3. Adjust the U.S. position on development banks—especially the IMF and World Bank, and Asia Development Bank as well—and promote their capacities to assist in financial arrangements to support infrastructure development along the Belt and Road.
4. Provide leadership to ensure security on land and at sea for Belt and Road Initiative infrastructures and related projects; and
5. Leverage U.S. roles in international organizations to support and promote the spirit and effort of the Belt and Road Initiative.
Ladies and Gentlemen: The two previous Silk Roads traded tea, silk, spices, exotic fruits, jewelry and gold. The 21st Century Silk Road trades for, apart from creative ideas, it trades views and perspectives, traditions and legacies; it trades values.

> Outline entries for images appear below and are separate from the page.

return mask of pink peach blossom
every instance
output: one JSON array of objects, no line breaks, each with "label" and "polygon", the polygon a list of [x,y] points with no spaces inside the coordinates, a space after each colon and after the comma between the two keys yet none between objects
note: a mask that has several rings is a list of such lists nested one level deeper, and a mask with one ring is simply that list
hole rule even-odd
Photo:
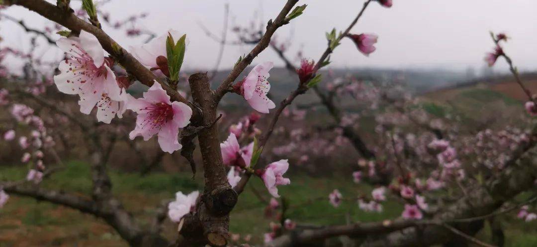
[{"label": "pink peach blossom", "polygon": [[296,74],[299,75],[300,83],[305,83],[315,74],[315,62],[313,60],[302,59],[300,62],[300,68],[296,69]]},{"label": "pink peach blossom", "polygon": [[170,96],[156,81],[143,93],[143,98],[127,96],[127,108],[138,113],[136,127],[129,135],[130,140],[141,135],[147,141],[157,134],[163,151],[171,154],[181,149],[179,129],[190,122],[192,110],[190,107],[182,102],[171,102]]},{"label": "pink peach blossom", "polygon": [[235,168],[231,168],[228,172],[228,181],[233,188],[237,186],[239,181],[241,181],[241,173],[236,171]]},{"label": "pink peach blossom", "polygon": [[355,171],[352,173],[353,181],[358,184],[362,180],[362,172],[360,171]]},{"label": "pink peach blossom", "polygon": [[[103,107],[110,106],[111,99],[122,100],[115,75],[110,69],[111,60],[105,58],[104,50],[95,36],[82,30],[78,37],[61,38],[56,44],[67,58],[60,63],[60,74],[54,76],[54,83],[60,92],[80,96],[82,113],[90,114],[96,105],[103,111]],[[99,121],[110,122],[98,112]]]},{"label": "pink peach blossom", "polygon": [[273,209],[275,209],[280,206],[280,203],[278,202],[276,198],[273,197],[270,199],[270,201],[268,202],[268,206]]},{"label": "pink peach blossom", "polygon": [[34,169],[30,169],[26,175],[26,181],[32,181],[38,184],[43,180],[43,173]]},{"label": "pink peach blossom", "polygon": [[442,152],[449,147],[449,142],[442,139],[435,139],[431,142],[427,147],[435,151]]},{"label": "pink peach blossom", "polygon": [[385,187],[379,187],[371,192],[371,196],[373,199],[377,201],[382,201],[386,200],[386,188]]},{"label": "pink peach blossom", "polygon": [[287,230],[293,230],[296,228],[296,223],[289,219],[286,219],[284,221],[284,227]]},{"label": "pink peach blossom", "polygon": [[494,52],[488,53],[485,55],[485,61],[489,64],[489,67],[492,67],[496,62],[498,57],[504,54],[503,49],[499,46],[496,46],[494,48]]},{"label": "pink peach blossom", "polygon": [[4,133],[4,140],[6,141],[11,141],[15,139],[15,130],[10,129]]},{"label": "pink peach blossom", "polygon": [[253,142],[241,149],[237,137],[231,133],[227,140],[220,143],[220,149],[224,165],[244,168],[250,166],[253,151]]},{"label": "pink peach blossom", "polygon": [[403,218],[407,220],[419,220],[423,217],[423,214],[422,214],[422,211],[418,208],[418,206],[410,204],[405,204],[402,216]]},{"label": "pink peach blossom", "polygon": [[28,142],[28,137],[26,136],[21,136],[19,138],[19,145],[20,146],[20,148],[23,149],[26,149],[30,146],[30,144]]},{"label": "pink peach blossom", "polygon": [[0,208],[4,207],[4,205],[8,202],[9,199],[9,195],[5,193],[3,190],[0,190]]},{"label": "pink peach blossom", "polygon": [[376,34],[362,33],[361,34],[349,34],[348,36],[354,41],[358,50],[366,56],[369,56],[369,54],[376,49],[374,46],[379,38]]},{"label": "pink peach blossom", "polygon": [[339,207],[341,204],[342,197],[343,196],[337,189],[334,190],[332,193],[328,195],[329,201],[330,201],[330,204],[334,206],[335,208]]},{"label": "pink peach blossom", "polygon": [[380,5],[386,8],[390,8],[392,5],[391,0],[379,0],[379,2]]},{"label": "pink peach blossom", "polygon": [[537,219],[537,214],[535,213],[530,213],[526,216],[526,219],[525,220],[526,222],[529,222],[530,221],[533,221],[535,219]]},{"label": "pink peach blossom", "polygon": [[425,198],[419,195],[416,195],[416,204],[423,210],[427,210],[429,208],[429,204],[425,202]]},{"label": "pink peach blossom", "polygon": [[175,194],[175,200],[168,204],[168,217],[172,221],[178,223],[185,215],[195,210],[196,201],[199,191],[195,191],[185,195],[179,191]]},{"label": "pink peach blossom", "polygon": [[268,190],[268,192],[273,197],[280,197],[280,195],[278,194],[278,187],[276,187],[277,185],[287,185],[291,183],[291,180],[283,177],[288,169],[288,160],[281,159],[269,164],[262,172],[261,178]]},{"label": "pink peach blossom", "polygon": [[537,106],[535,103],[532,101],[528,101],[524,105],[526,111],[532,117],[537,116]]},{"label": "pink peach blossom", "polygon": [[23,157],[20,158],[20,162],[22,163],[27,163],[30,161],[30,158],[31,155],[29,152],[25,152],[23,154]]}]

It exchanges kindness. It offers peace.
This modern Silk Road travels not only by sea or by land, or goes from one place to another, but travels through the inner workings of the human hearts and minds, connecting lives and souls, and driven by a desire to capture the advantages of peaceful cooperation and competition.

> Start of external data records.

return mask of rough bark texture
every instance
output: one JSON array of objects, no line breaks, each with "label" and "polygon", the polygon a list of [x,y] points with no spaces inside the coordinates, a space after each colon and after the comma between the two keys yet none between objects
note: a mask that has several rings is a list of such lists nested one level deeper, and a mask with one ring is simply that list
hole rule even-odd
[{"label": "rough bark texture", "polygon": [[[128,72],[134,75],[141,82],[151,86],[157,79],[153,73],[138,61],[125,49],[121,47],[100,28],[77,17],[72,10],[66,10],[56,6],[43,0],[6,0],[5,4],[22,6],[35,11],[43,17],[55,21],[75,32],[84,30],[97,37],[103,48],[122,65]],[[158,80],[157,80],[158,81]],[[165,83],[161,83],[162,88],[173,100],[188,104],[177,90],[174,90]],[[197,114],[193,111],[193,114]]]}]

This modern Silk Road is a visionary strategy for sustainable growth and development that is inclusive of all mankind. It is not just for China or for the U.S.A., but a model for all countries and all peoples. Motivated by goodwill, China is inviting the American people, and U.S.A. the country, to build a community of shared interest and common destiny—a community where no one is left behind, and where no one has to take second place.
This modern Silk Road teaches us to learn mutual respect and to recognize that despite our different backgrounds and upbringings, there are fundamental values we all hold dear, basic principles we all respect, and core understandings we all embrace. By “reaching out” and “bringing in,” we can create a world of peace, friendship, and prosperity.

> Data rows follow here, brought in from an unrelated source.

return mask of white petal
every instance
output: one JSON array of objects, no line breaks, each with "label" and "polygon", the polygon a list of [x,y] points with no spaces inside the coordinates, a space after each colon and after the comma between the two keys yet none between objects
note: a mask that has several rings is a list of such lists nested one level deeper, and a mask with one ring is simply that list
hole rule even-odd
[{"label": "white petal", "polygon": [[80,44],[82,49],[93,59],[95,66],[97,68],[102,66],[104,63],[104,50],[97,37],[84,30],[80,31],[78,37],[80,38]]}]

Ultimately, the Belt and Road Initiative is about building dreams and realizing them. The Belt and Road Initiative is an affirmative answer to questions over civilization’s future, setting out a path to a world where everyone can live spiritually fulfilling lives: free of want, free of fear, in harmony with nature, and in long-lasting times of peace.
Because, Ladies and Gentlemen, for thousands of years, Chinese had a dream.
In 2012, China’s new leader, Xi Jinping, laid out his vision of the “the China Dream” with these words: “Realizing the great renewal of China is the greatest dream for the Chinese people in modern history.”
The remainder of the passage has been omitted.